There's not a lot of amusement to be found on the Normandy during FTL jumps, but there is always the prospect of annoying Miranda. The Illusive Man hasn't been in touch for a few days and she's starting to miss his pompous little notes, his husky voice and arrogant flirting. The games they play keep her on her toes. Waiting does not.

"Then what is it?" Miranda's frustration is showing, much to Shepard's amusement.

"Tell me about what wrong during Project Lazarus." It's a wild gamble – she has no hard facts to lean on, but the fact that Miranda has taken an increased interest in every little aspect of what Shepard does to her body and even put her under the knife again is more than enough.  _80%_. She trusts her gut instincts. "Either tell me, or I'll read about it. One of these paths won't make me distrustful of you. One of these choices will improve our working relationship. Think hard, miss Cerberus."

Miranda folds her arms, and it is decided. "Threats don't work on me."

"Shame." They sit out the rest of the download time in tense silence, and when it's done Shepard shoots the console.
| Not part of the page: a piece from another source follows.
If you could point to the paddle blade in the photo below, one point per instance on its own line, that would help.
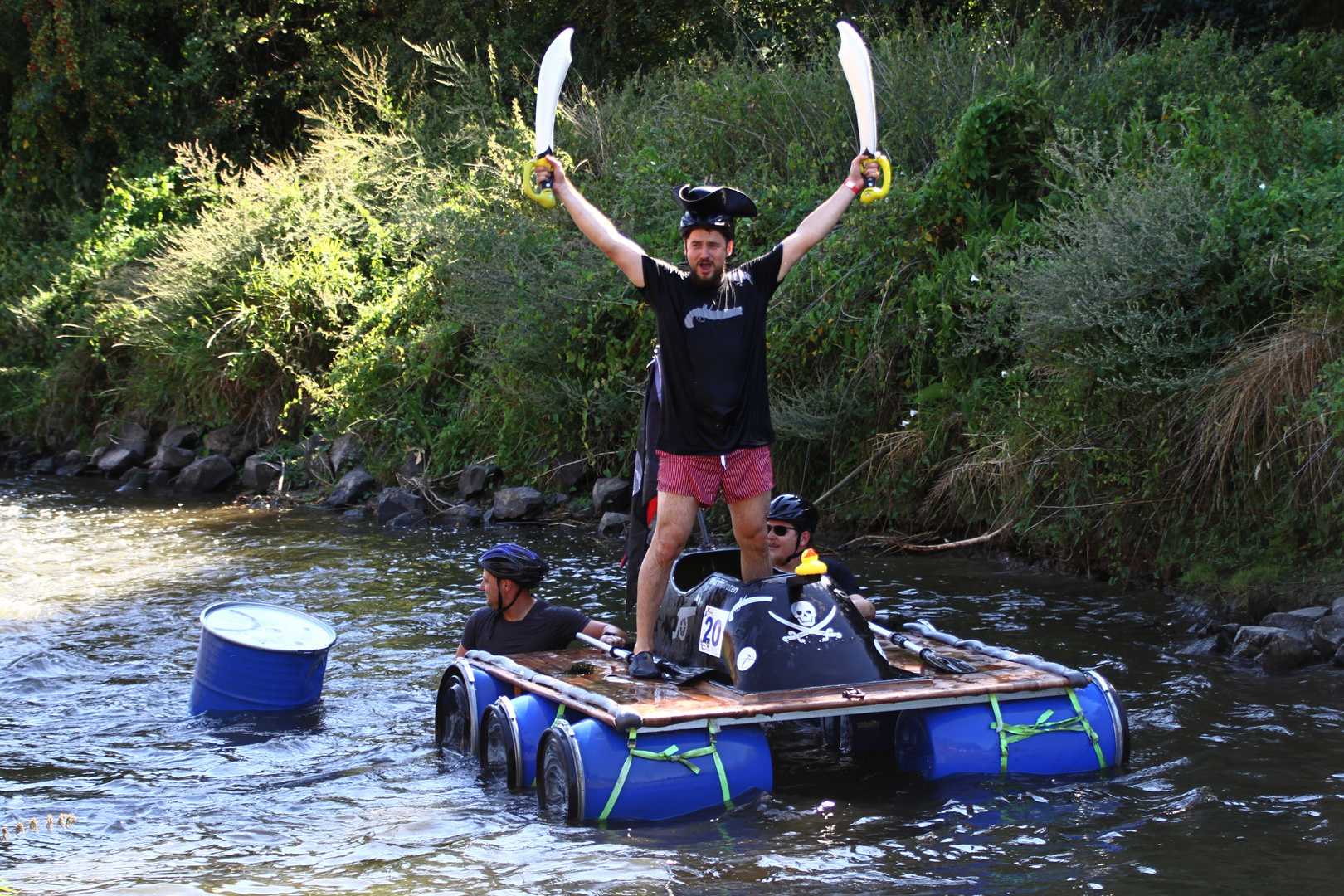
(858, 71)
(555, 65)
The electrics fizz and crackle as Shepard leaves, and in the elevator she begins eyeing through the initial data her VI has decrypted. It's not much, just a fraction of what she managed to get, but she can work with it.

Barely has she made it into her cabin before the comm begins blinking and she keys through the incoming call.

"If you wished to talk, you could have called," the Illusive Man says without preamble, though he sounds vaguely amused at her antics. "Antagonizing Miranda is a very roundabout way of getting what you want."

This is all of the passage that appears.